Agencia de Informacao de Mocambique (Maputo)

Mozambique: Police Ban Demonstrations By Former Migrants - Again

Maputo — The Mozambican police have slapped another indefinite ban on demonstrations by citizens who were once migrant workers in the German Democratic Republic (GDR), and who are known colloquially as "majermanes".

A statement from the Maputo City police command, read out on Mozambican Television's evening news on Tuesday, informed the majermanes that the march planned for this Friday has been banned, as have all future ones until notice to the contrary.

The former migrants have also been banned from gathering in the public garden in the suburb of Alto-Mae, which is the habitual starting point for their demonstrations.

The statement simply cites unspecified "security concerns" as the justification for these measures.

This ban is a repetition of a letter of 26 May sent by the police to the body that claims to represent the majermanes, the Forum of Former Workers from the ex-GDR.

The police may have had genuine security worries in June, because of two major events that took place in Maputo during the month - the African Economic Summit, organised by the World Economic Forum, and the heads of state summit of the ACP (Africa, Caribbean and Pacific) group.
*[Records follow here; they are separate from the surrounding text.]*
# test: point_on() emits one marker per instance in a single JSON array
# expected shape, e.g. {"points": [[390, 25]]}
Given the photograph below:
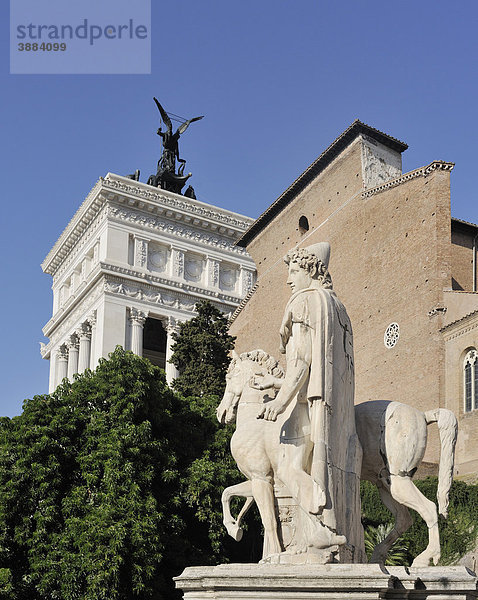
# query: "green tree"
{"points": [[91, 488], [458, 533], [398, 553], [201, 352]]}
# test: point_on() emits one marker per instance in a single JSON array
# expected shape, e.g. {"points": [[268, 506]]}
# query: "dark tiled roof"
{"points": [[461, 222], [316, 167]]}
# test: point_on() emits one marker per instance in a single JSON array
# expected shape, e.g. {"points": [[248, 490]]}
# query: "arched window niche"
{"points": [[470, 380], [303, 224]]}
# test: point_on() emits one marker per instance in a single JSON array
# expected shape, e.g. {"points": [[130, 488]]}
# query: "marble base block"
{"points": [[327, 582]]}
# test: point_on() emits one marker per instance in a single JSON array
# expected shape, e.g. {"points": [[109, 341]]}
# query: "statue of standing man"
{"points": [[319, 452]]}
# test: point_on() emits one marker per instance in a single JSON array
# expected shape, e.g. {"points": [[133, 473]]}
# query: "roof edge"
{"points": [[328, 155]]}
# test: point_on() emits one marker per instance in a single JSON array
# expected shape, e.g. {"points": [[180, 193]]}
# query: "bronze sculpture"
{"points": [[166, 176]]}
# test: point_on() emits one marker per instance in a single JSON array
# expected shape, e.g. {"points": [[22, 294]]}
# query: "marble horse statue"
{"points": [[393, 437]]}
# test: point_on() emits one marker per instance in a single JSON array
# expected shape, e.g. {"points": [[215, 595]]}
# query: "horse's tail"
{"points": [[448, 430]]}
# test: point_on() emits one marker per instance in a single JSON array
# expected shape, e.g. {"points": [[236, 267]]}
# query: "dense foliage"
{"points": [[97, 497], [201, 352], [458, 533]]}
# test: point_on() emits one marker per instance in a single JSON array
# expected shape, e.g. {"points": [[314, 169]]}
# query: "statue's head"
{"points": [[308, 267]]}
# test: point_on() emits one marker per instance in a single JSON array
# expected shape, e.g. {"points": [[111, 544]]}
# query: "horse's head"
{"points": [[236, 379], [242, 378]]}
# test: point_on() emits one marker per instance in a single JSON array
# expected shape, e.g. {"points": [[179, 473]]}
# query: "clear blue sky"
{"points": [[276, 80]]}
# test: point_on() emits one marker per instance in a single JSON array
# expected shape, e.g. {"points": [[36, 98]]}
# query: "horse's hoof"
{"points": [[423, 559], [378, 559], [338, 540], [234, 531]]}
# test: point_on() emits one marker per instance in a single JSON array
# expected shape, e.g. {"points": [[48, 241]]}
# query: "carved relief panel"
{"points": [[228, 276], [158, 258], [193, 267]]}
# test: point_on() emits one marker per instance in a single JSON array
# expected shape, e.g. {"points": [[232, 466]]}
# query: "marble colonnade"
{"points": [[77, 352]]}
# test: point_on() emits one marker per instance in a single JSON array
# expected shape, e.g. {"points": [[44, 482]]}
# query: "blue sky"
{"points": [[277, 82]]}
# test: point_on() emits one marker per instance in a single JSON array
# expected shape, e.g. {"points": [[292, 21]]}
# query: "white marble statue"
{"points": [[308, 439], [302, 458]]}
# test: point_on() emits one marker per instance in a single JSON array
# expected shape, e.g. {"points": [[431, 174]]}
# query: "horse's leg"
{"points": [[232, 525], [403, 521], [263, 492], [405, 492]]}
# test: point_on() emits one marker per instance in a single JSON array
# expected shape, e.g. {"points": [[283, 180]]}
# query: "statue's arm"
{"points": [[298, 365]]}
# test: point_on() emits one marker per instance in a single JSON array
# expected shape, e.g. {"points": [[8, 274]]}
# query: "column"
{"points": [[140, 251], [84, 335], [177, 262], [137, 319], [92, 323], [171, 326], [72, 356], [212, 272], [61, 364]]}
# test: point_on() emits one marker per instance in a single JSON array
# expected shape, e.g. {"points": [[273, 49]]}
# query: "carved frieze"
{"points": [[178, 263], [151, 222], [187, 206], [193, 267], [228, 277], [157, 258]]}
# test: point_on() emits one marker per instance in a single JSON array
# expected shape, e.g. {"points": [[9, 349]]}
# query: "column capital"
{"points": [[62, 352], [73, 341], [138, 316], [92, 319], [84, 331], [170, 324]]}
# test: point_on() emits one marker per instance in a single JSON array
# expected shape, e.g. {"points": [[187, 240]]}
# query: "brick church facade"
{"points": [[404, 268]]}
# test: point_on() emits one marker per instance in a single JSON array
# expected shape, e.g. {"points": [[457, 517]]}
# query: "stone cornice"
{"points": [[174, 230], [436, 165], [171, 284], [114, 190], [61, 325], [75, 229], [206, 215], [460, 326], [133, 276], [167, 299]]}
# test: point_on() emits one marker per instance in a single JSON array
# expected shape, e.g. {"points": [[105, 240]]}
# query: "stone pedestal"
{"points": [[326, 582]]}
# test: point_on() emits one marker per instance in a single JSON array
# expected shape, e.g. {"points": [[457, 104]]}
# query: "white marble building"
{"points": [[130, 265]]}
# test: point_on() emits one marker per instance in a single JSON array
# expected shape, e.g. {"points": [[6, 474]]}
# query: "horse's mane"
{"points": [[263, 359]]}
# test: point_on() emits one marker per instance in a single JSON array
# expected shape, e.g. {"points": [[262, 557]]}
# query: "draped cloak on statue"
{"points": [[328, 391]]}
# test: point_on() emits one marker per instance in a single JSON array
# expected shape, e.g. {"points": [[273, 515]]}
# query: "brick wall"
{"points": [[390, 262]]}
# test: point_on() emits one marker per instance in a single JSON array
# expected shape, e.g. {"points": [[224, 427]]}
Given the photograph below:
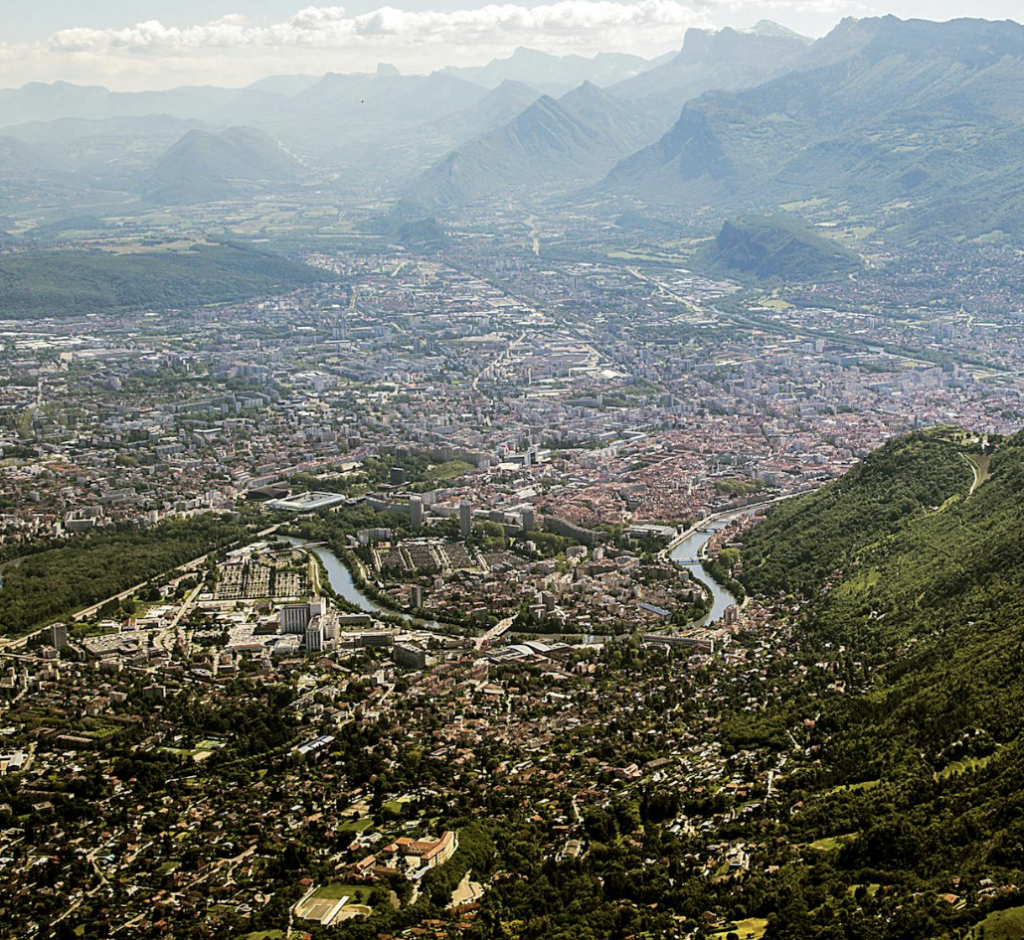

But no such events are planned for July.

The police ban is flagrantly illegal. It violates Mozambican legislation on the freedom of assembly and the right to demonstrate.

The law gives citizens the right to demonstrate peacefully, and they need no authorisation from the government, the police, or anyone else to exercise that right. What they must do, however, is inform the police and the local authorities, at least four days in advance, of any planned demonstration, its route, time and purpose.

The law makes clear that this is a notification, not a request for authorisation.

The majermanes are demanding money, supposedly sent from Germany to Maputo in the 1980s, which they claim the Mozambican government still owes them. The government says there is no such debt, and documentation from the German embassy proves that the government is correct.

This, however, has no bearing on the legality of the demonstrations. People are allowed to demonstrate on the streets of Maputo regardless of whether the causes they espouse are to the liking of the authorities or not.

Thus in October 2001 several thousand moslems marched in Maputo, chanting "Long live Bin Laden, long live the Taliban !", and carrying posters of the mass murderer Osama bin Laden. Nobody tried to stop them.

It is true that some of the majermane protests have degenerated into violence. But that does not give the police the right to impose a blanket ban on all future demonstrations.